Searched for “NFT meaning” in the past week? If not, you are missing a hype. But very likely you have and seen brand names jumping in for NFTs. They included NBA, Louis Vuitton, F1 Racing, Nike, and even Taco Bell.
NFT stands for the non-fungible token running on the blockchain. For a long time, your Clicademist has struggled to find an approachable link between blockchain and marketing. The sudden surge of NFT means it is time for marketers to take blockchain marketing seriously. Read on to know what, why and how.
NFTs are non-fungible tokens. Fungible is an economic term for things of which any individual part is so alike others that they are mutually exchangeable. For example, on the blockchain, bitcoins are fungible, just like gold is fungible in the physical world. But the NFT can turn a piece of image.jpg on the Internet into a non-fungible asset, just like a golden palace is not easily exchangeable in the land of fairytales.
The magical touch is to stamp a digital property with the “smart contract” to mark its unchangeable ownership that everybody can trace.
With everything becoming more digital, so claims the Ethereum, NFTs provide a solution to add scarcity, uniqueness, and proofs of ownership to almost any assets.

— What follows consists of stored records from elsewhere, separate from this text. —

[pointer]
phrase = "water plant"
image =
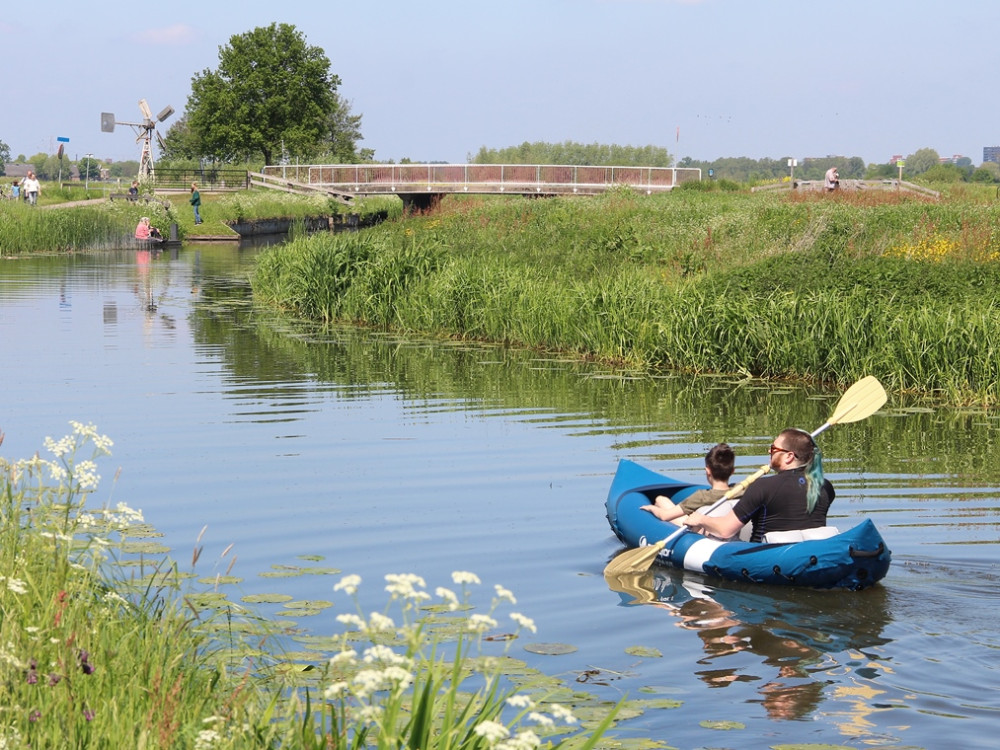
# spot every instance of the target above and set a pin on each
(91, 656)
(756, 285)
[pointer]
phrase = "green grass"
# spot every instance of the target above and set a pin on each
(94, 656)
(792, 286)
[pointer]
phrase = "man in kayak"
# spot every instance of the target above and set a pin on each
(720, 462)
(797, 497)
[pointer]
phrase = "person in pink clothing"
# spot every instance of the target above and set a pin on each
(143, 231)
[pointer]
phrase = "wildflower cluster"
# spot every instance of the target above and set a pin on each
(370, 688)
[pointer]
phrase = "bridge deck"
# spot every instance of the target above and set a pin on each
(548, 179)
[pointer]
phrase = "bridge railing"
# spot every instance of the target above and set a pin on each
(482, 178)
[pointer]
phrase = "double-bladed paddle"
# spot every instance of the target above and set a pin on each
(861, 400)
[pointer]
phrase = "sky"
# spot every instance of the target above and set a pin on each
(437, 80)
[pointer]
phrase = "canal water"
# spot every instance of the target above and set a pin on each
(312, 451)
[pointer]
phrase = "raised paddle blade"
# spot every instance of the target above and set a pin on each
(861, 400)
(633, 561)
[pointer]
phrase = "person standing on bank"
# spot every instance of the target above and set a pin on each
(31, 188)
(797, 497)
(195, 201)
(832, 180)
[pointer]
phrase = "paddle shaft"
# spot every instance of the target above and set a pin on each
(756, 475)
(861, 400)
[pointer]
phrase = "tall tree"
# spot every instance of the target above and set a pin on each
(272, 94)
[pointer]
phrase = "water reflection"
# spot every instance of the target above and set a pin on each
(798, 637)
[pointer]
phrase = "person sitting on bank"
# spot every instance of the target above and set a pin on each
(795, 499)
(832, 179)
(720, 462)
(143, 231)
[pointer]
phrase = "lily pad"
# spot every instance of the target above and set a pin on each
(724, 725)
(266, 598)
(553, 649)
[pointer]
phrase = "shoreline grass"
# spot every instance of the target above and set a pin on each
(776, 287)
(92, 657)
(106, 225)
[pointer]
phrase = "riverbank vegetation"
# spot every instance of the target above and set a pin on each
(101, 224)
(92, 655)
(800, 285)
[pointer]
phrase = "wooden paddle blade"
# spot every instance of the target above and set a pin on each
(634, 561)
(861, 400)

NBA is selling “scarcity”. What is so rare?
Using NFT, NBA Top Shot becomes one of the first big brands to do content marketing on the blockchain. In October 2020, Dapper Labs launched the NBA Top Shot App with the tagline of “Own the best moments from NBA history”. A LeBron James moment of dunk NFT is priced at $213,000. The news says that by the end of February, trading of NBA Top Shot NFTs amounted up to $230 million, with the App still in the Beta version.
The arguments for NFTs are that they make digital properties rare, unique, and, therefore, valuable.
But wait a minute, how can NBA slam dunks be rare and scarce? There are tens of thousands of such moments. If those can be the cases of rarity, then how many rare and scarce moments can Walt Disney dig out of its Vault?
Rarity and scarcity may be true to luxury and exclusive brands. But for mass entertainment and sports brands, there must be something else that matters. That is the ownership mint by the smart contracts.
Says Investopedia, “A smart contract is a self-executing contract with the terms of the agreement between buyer and seller being directly written into lines of code. The code and the agreements contained therein exist across a distributed, decentralized blockchain network. The code controls the execution, and transactions are trackable and irreversible”.
NFT trading and transactions are a chain of automatic executions of smart contract codes. The smart contracts confirm the transfers of ownership of assets from one to the next person.
Before NFTs, smart contracts were not easily accessible to consumers. One way to experience it was to buy and sell cryptocurrencies. Other forms of smart contracts were for B2B transactions in finance, energy, shipping and transportation industries.
The NFTs move smart contracts much closer to ordinary consumers. The Ethereum presents the cases of NFTs in the following areas. Most of these areas are related to consumer markets.
After the craze, marketing
NFTs at this moment are a craze. Spending $210,000+ to own some bytes of NBA_dunk.mp4 would never make sense. This bubble will burst to put one more creepy stigma on this crypto thing of blockchain.
But in the positive views, the true NFT meaning is to bring the technology of smart contract on the blockchain one step closer to ordinary consumers. This gives brands, especially those with items that need to be owned, unlimited rooms for marketing on the blockchain, which is to become the new Internet of Assets.